Most kamados are molded ceramic ovens with some type of exterior finish. This is a design that’s been around for thousands of years. One has to take care when handling these heavy ceramics. This is because they can crack and even break apart if dropped or knocked over. BKK uses lightweight, modern fiberglass insulation clad with steel, and a powder coated exterior that remains cool to the touch while cooking.


Construction
The fiberglass body reduces fuel consumption and the durable, lightweight design makes it uniquely suited for mobility when tailgating, competing, or cooking at any outdoor event. In fact Broil King offers an optional trailer hitch for 1 ¼” or 2” hitch receivers. The lid locks shut and side shelves are removable for transport. BK claims their Keg is so fuel efficient it needs only a small, football size pile of charcoal. This is fine for short cooks like chicken and fish. For long cooks, or high temp searing, you’ll need a full load like any other round kamado. This is about half of the BKK fire bowl.
This steel cooker was originally The Bubba Keg, then The Big Steel Keg. This was until it was bought by Onward Manufacturing/Broil King in 2010 and renamed The Broil King Keg. The interior is almost exactly the same size as the Large Big Green Egg and many BGE accessories fit it, although Broil King makes plenty of their own including an excellent heavy duty rib rack that doubles as a roasting rack. Their unique Diffuser Kit is a drip pan with porcelain coating that rests in a cradle below the grate to catch drippings for gravy and help create indirect heat. You can also place it upside down on the primary grate with a pizza stone on top to moderate heat on pizza crust and brown pizza toppings by bringing them closer to radiant heat from the dome.
Broil King Keg Features
The 2-position, heavy coated cast iron grate can easily be lifted – hot or cold – with the Muilti-tool to remove or reposition it closer to or farther from the coal bed. A plated steel rod extender rack on a steel post provides additional cooking capacity. The post pops into mounting holes in the primary cast iron grate. You can swing it out of the way or remove it as needed.
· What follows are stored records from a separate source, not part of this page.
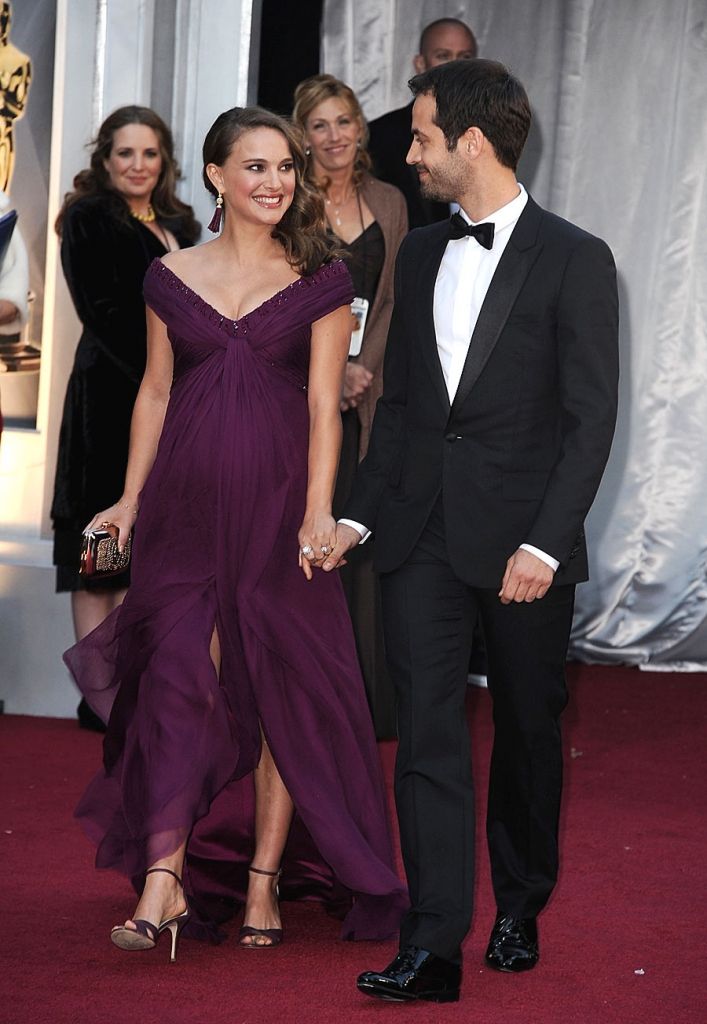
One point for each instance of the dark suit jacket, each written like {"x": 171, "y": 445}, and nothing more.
{"x": 389, "y": 140}
{"x": 520, "y": 454}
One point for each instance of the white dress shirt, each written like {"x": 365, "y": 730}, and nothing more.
{"x": 462, "y": 282}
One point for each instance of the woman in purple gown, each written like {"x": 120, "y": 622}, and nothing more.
{"x": 239, "y": 740}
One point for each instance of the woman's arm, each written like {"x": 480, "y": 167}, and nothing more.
{"x": 146, "y": 428}
{"x": 330, "y": 339}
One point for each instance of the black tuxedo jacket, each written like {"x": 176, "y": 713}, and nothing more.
{"x": 390, "y": 136}
{"x": 520, "y": 453}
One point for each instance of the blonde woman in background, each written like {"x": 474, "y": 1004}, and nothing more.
{"x": 369, "y": 219}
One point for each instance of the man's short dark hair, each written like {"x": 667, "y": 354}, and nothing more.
{"x": 424, "y": 35}
{"x": 483, "y": 94}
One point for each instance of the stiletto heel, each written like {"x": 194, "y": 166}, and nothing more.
{"x": 274, "y": 934}
{"x": 144, "y": 934}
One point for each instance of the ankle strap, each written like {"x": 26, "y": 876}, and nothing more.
{"x": 166, "y": 871}
{"x": 259, "y": 870}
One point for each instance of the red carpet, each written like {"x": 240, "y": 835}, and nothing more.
{"x": 623, "y": 939}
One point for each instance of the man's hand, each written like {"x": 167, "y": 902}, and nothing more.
{"x": 526, "y": 579}
{"x": 346, "y": 538}
{"x": 8, "y": 311}
{"x": 356, "y": 382}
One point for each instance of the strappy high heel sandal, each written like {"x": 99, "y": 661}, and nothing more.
{"x": 274, "y": 934}
{"x": 144, "y": 934}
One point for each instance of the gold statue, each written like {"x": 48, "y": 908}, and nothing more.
{"x": 15, "y": 75}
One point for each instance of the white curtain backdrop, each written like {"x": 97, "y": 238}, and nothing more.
{"x": 619, "y": 145}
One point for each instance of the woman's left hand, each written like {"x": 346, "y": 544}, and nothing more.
{"x": 317, "y": 539}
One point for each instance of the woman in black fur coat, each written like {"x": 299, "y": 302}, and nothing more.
{"x": 123, "y": 212}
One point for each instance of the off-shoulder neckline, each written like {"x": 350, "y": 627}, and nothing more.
{"x": 336, "y": 266}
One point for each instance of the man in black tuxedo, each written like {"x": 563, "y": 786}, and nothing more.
{"x": 484, "y": 461}
{"x": 444, "y": 40}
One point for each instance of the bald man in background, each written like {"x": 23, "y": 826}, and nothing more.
{"x": 444, "y": 40}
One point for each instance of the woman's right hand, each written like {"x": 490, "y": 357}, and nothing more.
{"x": 122, "y": 515}
{"x": 357, "y": 381}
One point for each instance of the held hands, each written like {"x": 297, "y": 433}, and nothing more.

Cast iron grates aren’t our favorite because they brand meats with brown stripes from direct contact with the iron, (conduction heat), making it hard to get an even brown crust.
The notched rim of the round grate, which facilitates the 2-position design, and mounting holes for the extender grate likely led to the choice of molded cast iron. However, Broil King wisely reduced food contact with the conductive iron by making the grate rails come to sharp points rather than flat or rounded bars. Watch out though. When cranking the Keg to Mach 10 for steaks, these sharp edged grates can sear through your meat surface like red hot blades, (see below). Not necessarily a bad thing, but to avoid this effect, flip meat like crazy for the first few minutes until crust begins to develop.

Damper
The top damper is heavy coated cast iron with numbered settings: a useful feature. Even better, it’s the only damper we’ve seen on a kamado that doesn’t move when you open the lid. The lower stainless steel damper is a plate that slides left to right over the air intake vent. Instead of the typical felt insulation to seal the lid, BKK used a single, thick fiberglass strip on the dome only.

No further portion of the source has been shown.